I would think there are some people that travel from climate to climate and give little thought as to what is growing before their eyes. Then there is that eternal plant nut that sees every little change in the plants that grow in different areas of our land. There are many factors that favor plant growth but for this discussion, let’s consider temperature.
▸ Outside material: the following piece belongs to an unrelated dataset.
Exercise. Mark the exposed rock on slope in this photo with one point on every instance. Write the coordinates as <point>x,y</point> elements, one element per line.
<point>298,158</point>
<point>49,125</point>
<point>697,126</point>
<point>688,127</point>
I have never seen a hillside in Maine ablaze with hibiscus or an apple orchard in the Florida Keys. I would suspect the temperature difference is the culprit. This brings into question the origin of plants and that of plant temperature tolerance. Most “backyard” gardeners do not give this subject quite enough merit. I think this is a case that we do things because they work but really don’t know why. Most tomato varieties will drop their blossoms above 85 degrees or there about. Many seeds will not germinate in high soil temperatures and some varieties of lettuce need light! Bury lettuce seeds too deep and they will not germinate, as the seeds of crepe myrtle (lagerstroemia) do.

Another question is plant hardiness, which simply is how well a plant tolerates cold before damage and/or death. The US Government has established plant hardiness zones nation-wide based on maximum cold temperature for a certain area. Florida has three zones: 8, 9 and 10, which is rather amazing. Some zone maps list the lower Keys as zone 11. When you are leafing through that glorious plant and seed catalogue pay heed to the plant zones listed for that plant. The catalogues have a desire to widen the zone listing to appeal to more customers. By all means, try to assure success by putting plants in their proper zone listing.

Now let us think some about where our garden vegetables come from. I would guess most of us think our vegetables originated in the US. That thought couldn’t be farther from the truth. Our earth is renowned for plant hunters searching the globe for new plant discoveries. Most all of our garden vegetables were not known to North America. Many of them were brought here by explorers and early settlers. Let me list a few examples: beans-Brazil and Guatemala, beets-Asia minor and Near East, pepper-West Indies and Peru, radish-Middle Asia and China, mustard-Middle Asia and India, cucumber-Bay of Bengal and Himalayas. And we thought our vegetables were native to the USA!

In future columns I will discuss vegetable by vegetable its history and travels, along with the many strange and wonderful origins of our “common” worldly garden plants.